Flight delays are no more likely at small airports than at large ones, but the delays are longer and there are more cancellations, the DOT inspector general's office reported this week. Responding to an August 2005 question from the Senate Commerce aviation subcommittee, the IG turned to January-March 2006 data from five hub airports -- Chicago O'Hare, Denver, Minneapolis/St. Paul, Salt Lake City and Washington Dulles -- and 14 small-hub and non-hub facilities. Statistically Different
Singapore Changi was named the World's Best Airport in the 2006 World Airport Awards, according to an independent survey by Skytrax. Rounding out the top five airports were Hong Kong, Munich, Japan's Kansai and Seoul Incheon. San Francisco, Vancouver and Denver were tapped as the top three airports in North America.
The Chile-based LAN group of airlines report systemwide passenger traffic increased 7.l% in April over the same month last year. Capacity grew 5.7%, attributable to long-haul operations to the Asia /Pacific being partially offset by less offer to the U.S. and the Caribbean, while load factor increased to 69.2%. International passenger traffic accounted for 87% of all traffic. Increase in short-haul capacity was concentrated on regional routes and domestic operations in Argentina.
United and the airlines of the TACA Group can now code share on each other's flights, thanks to newly won authority from the U.S. Transportation Dept. (DAILY, March 2).

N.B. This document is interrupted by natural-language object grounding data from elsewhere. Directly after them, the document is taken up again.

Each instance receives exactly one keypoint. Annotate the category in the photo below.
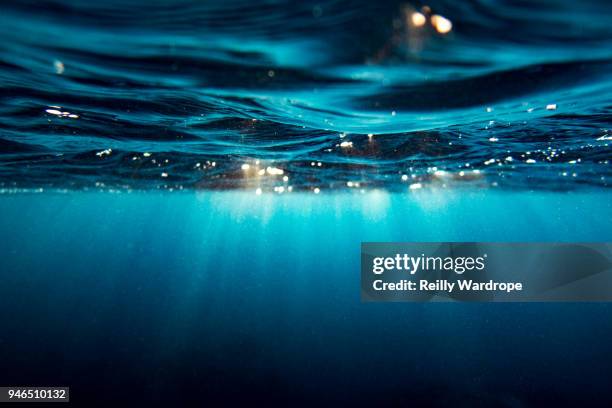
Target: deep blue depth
(184, 187)
(227, 298)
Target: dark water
(87, 88)
(222, 300)
(296, 130)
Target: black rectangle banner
(486, 272)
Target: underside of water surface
(309, 96)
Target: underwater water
(184, 188)
(220, 299)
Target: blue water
(223, 299)
(133, 95)
(184, 188)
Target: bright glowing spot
(274, 171)
(441, 24)
(104, 152)
(59, 67)
(418, 19)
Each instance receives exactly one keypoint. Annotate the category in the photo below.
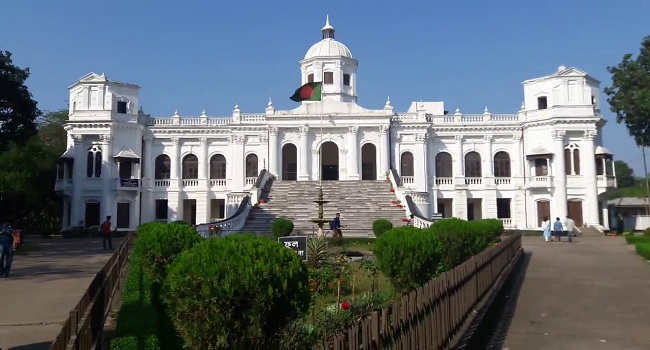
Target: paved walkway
(44, 286)
(591, 294)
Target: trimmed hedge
(643, 249)
(408, 256)
(158, 245)
(281, 227)
(238, 292)
(380, 226)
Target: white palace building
(546, 159)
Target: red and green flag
(308, 92)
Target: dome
(328, 48)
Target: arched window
(443, 165)
(406, 164)
(190, 167)
(502, 164)
(94, 162)
(572, 159)
(251, 165)
(162, 168)
(218, 167)
(473, 165)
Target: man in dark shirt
(6, 250)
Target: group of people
(557, 229)
(6, 249)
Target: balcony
(539, 182)
(127, 184)
(606, 181)
(62, 184)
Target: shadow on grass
(490, 328)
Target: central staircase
(359, 202)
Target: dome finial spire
(328, 30)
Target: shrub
(235, 292)
(380, 226)
(281, 227)
(408, 256)
(643, 249)
(159, 244)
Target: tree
(624, 174)
(18, 111)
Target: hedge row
(410, 256)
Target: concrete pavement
(591, 294)
(44, 286)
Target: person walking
(557, 229)
(106, 232)
(6, 249)
(546, 227)
(570, 227)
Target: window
(121, 107)
(328, 78)
(94, 162)
(541, 167)
(443, 165)
(162, 167)
(190, 167)
(502, 164)
(542, 102)
(218, 167)
(503, 208)
(161, 209)
(473, 165)
(406, 164)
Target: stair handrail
(398, 188)
(236, 222)
(419, 220)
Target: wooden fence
(430, 316)
(84, 326)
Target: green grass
(637, 239)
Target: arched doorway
(289, 162)
(368, 162)
(330, 161)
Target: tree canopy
(18, 111)
(629, 95)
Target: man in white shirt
(570, 227)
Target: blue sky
(200, 54)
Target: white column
(384, 151)
(304, 154)
(203, 159)
(559, 176)
(458, 157)
(421, 160)
(589, 159)
(273, 150)
(107, 206)
(353, 153)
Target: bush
(643, 249)
(281, 227)
(380, 226)
(408, 256)
(159, 244)
(214, 308)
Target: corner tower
(331, 62)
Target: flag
(308, 92)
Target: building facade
(547, 159)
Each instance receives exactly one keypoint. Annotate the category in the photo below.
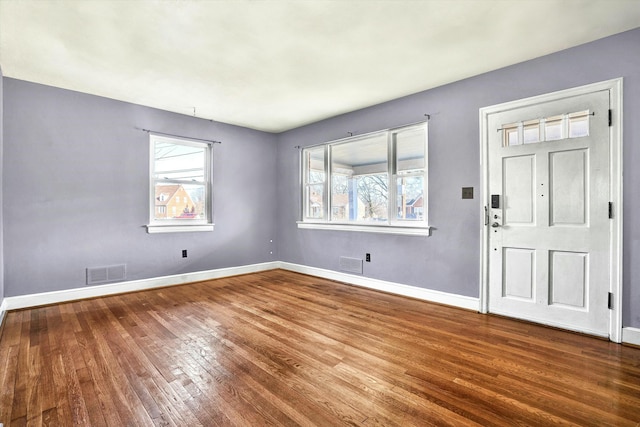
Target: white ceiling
(274, 65)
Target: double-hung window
(375, 182)
(180, 185)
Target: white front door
(549, 230)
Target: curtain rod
(179, 136)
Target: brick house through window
(173, 201)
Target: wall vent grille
(351, 265)
(110, 273)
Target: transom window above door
(553, 128)
(375, 182)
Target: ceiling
(274, 65)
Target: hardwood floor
(280, 348)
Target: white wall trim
(32, 300)
(631, 335)
(3, 312)
(460, 301)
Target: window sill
(382, 229)
(152, 229)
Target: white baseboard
(32, 300)
(469, 303)
(3, 312)
(631, 335)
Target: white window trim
(398, 227)
(178, 226)
(381, 229)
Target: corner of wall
(1, 201)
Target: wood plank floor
(280, 348)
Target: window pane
(179, 162)
(410, 198)
(314, 165)
(340, 195)
(359, 190)
(579, 124)
(410, 150)
(553, 128)
(510, 135)
(531, 132)
(180, 201)
(314, 201)
(372, 198)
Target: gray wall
(76, 182)
(1, 189)
(449, 260)
(76, 191)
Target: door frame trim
(614, 87)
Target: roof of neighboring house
(168, 190)
(415, 202)
(337, 201)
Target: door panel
(519, 186)
(549, 247)
(568, 279)
(519, 273)
(569, 188)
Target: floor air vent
(111, 273)
(351, 265)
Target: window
(573, 125)
(375, 182)
(180, 190)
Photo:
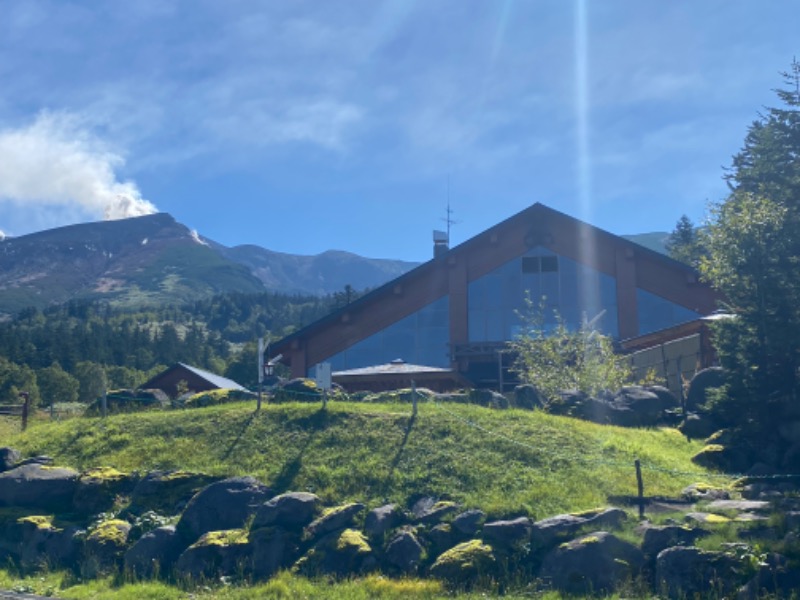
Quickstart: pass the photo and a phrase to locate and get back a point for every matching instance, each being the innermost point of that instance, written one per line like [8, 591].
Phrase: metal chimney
[441, 243]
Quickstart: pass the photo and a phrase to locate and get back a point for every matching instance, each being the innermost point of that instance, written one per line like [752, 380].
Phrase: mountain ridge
[155, 259]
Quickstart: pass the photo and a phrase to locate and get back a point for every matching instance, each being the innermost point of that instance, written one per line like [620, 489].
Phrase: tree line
[72, 352]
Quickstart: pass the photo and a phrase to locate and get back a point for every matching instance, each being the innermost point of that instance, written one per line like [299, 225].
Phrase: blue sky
[303, 126]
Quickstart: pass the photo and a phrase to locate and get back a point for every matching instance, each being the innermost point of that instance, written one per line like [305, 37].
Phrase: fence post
[640, 485]
[25, 406]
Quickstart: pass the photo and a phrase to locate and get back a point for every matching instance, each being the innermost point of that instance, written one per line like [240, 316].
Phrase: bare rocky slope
[154, 259]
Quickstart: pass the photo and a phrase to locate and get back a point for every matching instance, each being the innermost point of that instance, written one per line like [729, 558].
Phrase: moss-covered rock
[594, 563]
[215, 397]
[343, 553]
[293, 510]
[167, 492]
[465, 563]
[333, 518]
[225, 504]
[721, 458]
[99, 488]
[104, 547]
[155, 553]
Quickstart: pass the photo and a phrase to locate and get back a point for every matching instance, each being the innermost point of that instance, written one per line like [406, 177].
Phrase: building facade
[460, 308]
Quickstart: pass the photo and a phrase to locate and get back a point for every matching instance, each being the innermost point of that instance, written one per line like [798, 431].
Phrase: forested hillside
[71, 352]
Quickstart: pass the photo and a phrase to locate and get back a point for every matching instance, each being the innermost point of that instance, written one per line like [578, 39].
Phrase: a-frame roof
[537, 225]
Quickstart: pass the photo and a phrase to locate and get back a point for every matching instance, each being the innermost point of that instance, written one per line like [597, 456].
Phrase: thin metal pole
[640, 486]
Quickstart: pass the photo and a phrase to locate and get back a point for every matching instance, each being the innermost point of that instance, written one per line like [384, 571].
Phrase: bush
[582, 360]
[215, 397]
[119, 401]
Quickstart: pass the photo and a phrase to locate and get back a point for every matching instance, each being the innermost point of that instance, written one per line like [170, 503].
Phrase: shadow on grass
[245, 426]
[399, 454]
[284, 480]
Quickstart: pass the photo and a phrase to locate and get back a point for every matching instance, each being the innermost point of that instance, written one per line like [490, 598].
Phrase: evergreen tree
[56, 385]
[754, 259]
[685, 243]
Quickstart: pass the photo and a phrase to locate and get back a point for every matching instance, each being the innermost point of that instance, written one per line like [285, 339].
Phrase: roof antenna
[449, 218]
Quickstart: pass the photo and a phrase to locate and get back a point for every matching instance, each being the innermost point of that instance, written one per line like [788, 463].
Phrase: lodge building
[458, 310]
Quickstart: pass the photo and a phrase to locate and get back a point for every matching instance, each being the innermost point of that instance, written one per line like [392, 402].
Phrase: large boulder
[669, 401]
[293, 510]
[657, 539]
[469, 522]
[683, 572]
[167, 492]
[333, 519]
[105, 547]
[222, 505]
[632, 406]
[36, 543]
[529, 397]
[513, 533]
[40, 487]
[155, 553]
[635, 406]
[553, 530]
[215, 554]
[723, 458]
[591, 564]
[404, 552]
[98, 488]
[696, 395]
[344, 552]
[698, 426]
[273, 548]
[464, 564]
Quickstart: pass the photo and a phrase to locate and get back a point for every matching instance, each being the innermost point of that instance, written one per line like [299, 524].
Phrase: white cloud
[57, 162]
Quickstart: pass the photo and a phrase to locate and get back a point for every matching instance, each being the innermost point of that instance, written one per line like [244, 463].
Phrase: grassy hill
[504, 462]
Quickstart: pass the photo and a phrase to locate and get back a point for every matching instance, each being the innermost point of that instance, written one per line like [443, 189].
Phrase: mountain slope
[151, 259]
[656, 240]
[323, 273]
[156, 260]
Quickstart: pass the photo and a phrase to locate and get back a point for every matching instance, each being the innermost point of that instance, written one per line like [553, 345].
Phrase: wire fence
[585, 459]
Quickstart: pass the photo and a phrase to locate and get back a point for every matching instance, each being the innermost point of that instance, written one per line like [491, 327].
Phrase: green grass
[284, 586]
[504, 462]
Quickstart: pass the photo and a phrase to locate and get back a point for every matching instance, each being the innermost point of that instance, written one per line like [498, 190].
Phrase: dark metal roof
[393, 368]
[468, 245]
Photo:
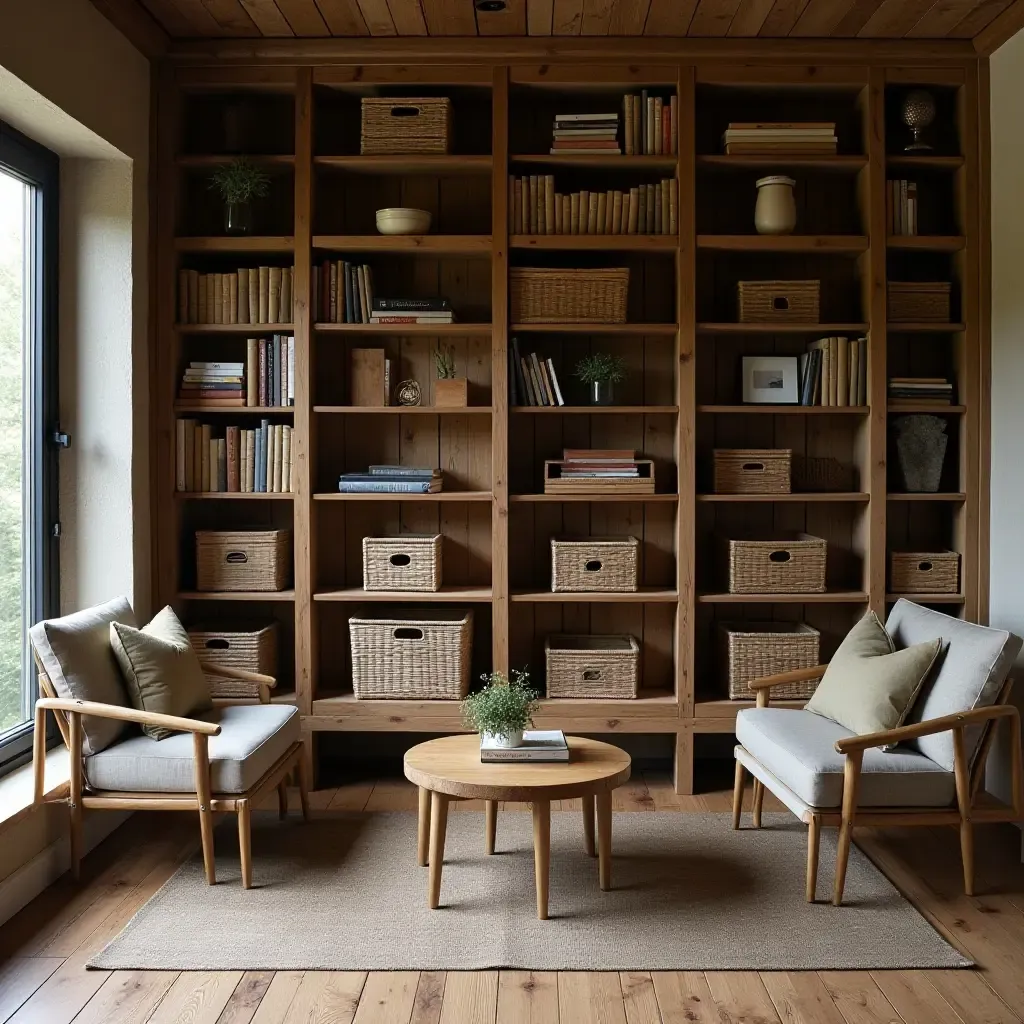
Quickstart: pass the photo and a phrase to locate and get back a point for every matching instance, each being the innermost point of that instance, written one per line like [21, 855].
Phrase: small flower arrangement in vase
[450, 391]
[240, 182]
[503, 709]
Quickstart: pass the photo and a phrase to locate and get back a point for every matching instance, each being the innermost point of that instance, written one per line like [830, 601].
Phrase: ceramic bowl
[402, 220]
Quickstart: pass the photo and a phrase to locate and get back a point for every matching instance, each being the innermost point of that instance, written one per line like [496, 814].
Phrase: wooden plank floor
[43, 950]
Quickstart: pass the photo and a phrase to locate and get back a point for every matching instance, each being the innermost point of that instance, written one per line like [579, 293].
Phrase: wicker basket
[250, 559]
[767, 301]
[411, 563]
[753, 471]
[253, 648]
[398, 125]
[911, 301]
[401, 654]
[555, 295]
[753, 650]
[596, 564]
[793, 563]
[924, 571]
[592, 667]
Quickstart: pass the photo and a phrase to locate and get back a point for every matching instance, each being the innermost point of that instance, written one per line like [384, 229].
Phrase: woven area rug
[344, 893]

The TACA group of carriers includes El Salvador's TACA, Costa Rica's LACSA, Guatemala's AVIATECA, Nicaraguense de Aviacion, TACA de Honduras and Peru's Trans American Airlines. LACSA, which operates under its own 'LR' code, will soon begin to use TACA's code.
Capital Cargo is encountering trouble getting the Mexican government to sign off on some of its new scheduled cargo services from Toledo, Ohio. The current dormancy period is slated to end June 12, but Capital Cargo wants the U.S. Transportation Dept. to extend the dormancy period for another 90 days beyond that date, should it not win the necessary approvals from Mexico.
South African Airways has tapped Marc Cavaliere, former VP-sales and distribution at Spirit Airlines, as its new executive VP-North America. Cavaliere will be based at SAA's U.S. headquarters in Fort Lauderdale.
Foreign investors are allowed to acquire a stake in airports in China or team with Chinese companies to bid for airport construction projects under the country's 11th five-year civil aviation development plan, from 2006-2010. In the next five years, China will invest 140 billion yuan (US$17.5 billion) to build 42 new airports, including in five in the southwestern province of Yunnan, and upgrading several others across the country. The investment is more than the 120 billion yuan contributed by the Chinese government in 1990-2005.
Didier Gosuin, a member of the Belgian parliament, has lodged a complaint against the Belgian state for failing to apply European legislation on airport noise at Brussels Airport.
AirTran and Midwest today in Long Beach, Calif., will take delivery of their final Boeing 717s, which are also the last to be built by Boeing, marking the end of the manufacturers' commercial aircraft production in California.
Airbus North America Chairman Allan McArtor said the European manufacturer "guessed wrong" in the initial design of the A350 and that by summer it will develop an aircraft that will be more competitive and even dominant against Boeing's 787.